Wednesday, January 07, 2009

Kill Tha Wabbit, Kill Tha Wabbit

Sorry, People Magazine, sorry, TMZ, sorry, Gawker, Defamer and all the rest. Tom Cruise will continue to make movies. In fact, whatever insights this article has to offer, I think we're all selling Cruise short, both as a capable actor and a consistently malleable persona.

Valkyrie is neither great nor terrible. It's competent, that's about it. The rhythm seems missing from the movie, at least the rhythm we'd expect from Bryan Singer. It comes down to accent-less performances that are nonetheless in the appropriate range.

Our attention is eventually focused on how far the fetishism of the actors in these ss uniforms will be amplified (I was on Eddie Izzard watch, believe me). Palpable fear looms over this production, as if they knew that any false move would make for them a certified howler. If Tom Cruise had done less couch-jumping and pill-bashing over the past few years, we might have had a freer movie, but then again, we probably wouldn't have had Valkyrie at all.

Sad, really. Cruise is at home with mutilation. He shows this in Vanilla Sky or Minority Report, or with his emotional castration in Eyes Wide Shut (where he spends a significant section of the movie hiding his face). A director working to wring dissonance out of his boyish American face can do so indelibly, partly because Cruise is (usually) willing to be completely naked in those scenes.

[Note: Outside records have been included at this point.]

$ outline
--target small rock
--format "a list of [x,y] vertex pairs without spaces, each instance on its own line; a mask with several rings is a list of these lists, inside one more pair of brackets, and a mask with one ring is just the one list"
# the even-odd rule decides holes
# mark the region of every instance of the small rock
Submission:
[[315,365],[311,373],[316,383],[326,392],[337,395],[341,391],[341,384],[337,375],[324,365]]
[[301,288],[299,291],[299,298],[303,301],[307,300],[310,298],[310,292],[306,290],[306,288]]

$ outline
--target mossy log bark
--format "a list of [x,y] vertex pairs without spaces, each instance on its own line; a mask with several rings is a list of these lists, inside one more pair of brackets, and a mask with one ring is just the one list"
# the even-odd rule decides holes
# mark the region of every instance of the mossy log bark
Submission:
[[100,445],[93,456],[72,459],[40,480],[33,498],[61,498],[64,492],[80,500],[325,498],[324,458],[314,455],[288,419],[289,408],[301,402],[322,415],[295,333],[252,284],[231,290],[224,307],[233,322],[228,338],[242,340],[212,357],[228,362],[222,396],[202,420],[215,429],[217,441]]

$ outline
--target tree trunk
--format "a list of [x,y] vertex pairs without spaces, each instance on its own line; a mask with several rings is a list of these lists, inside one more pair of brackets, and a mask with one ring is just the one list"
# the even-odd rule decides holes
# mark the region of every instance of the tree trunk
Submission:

The moment where Cruise's Von Stauffenberg is forced to salute the portrait of Hitler, and defiantly uses his stubby arm, is almost an example of this. It might have had more impact, as the scene suggests the possibilities for Kubrickian image making, rather for camp or creep-outs. Cruise's image stays safely on the side of "please take me back, America".

America will. In the annals of celebrity meltdowns, Cruise's freakouts are minor. Angelina Jolie is next, anyway.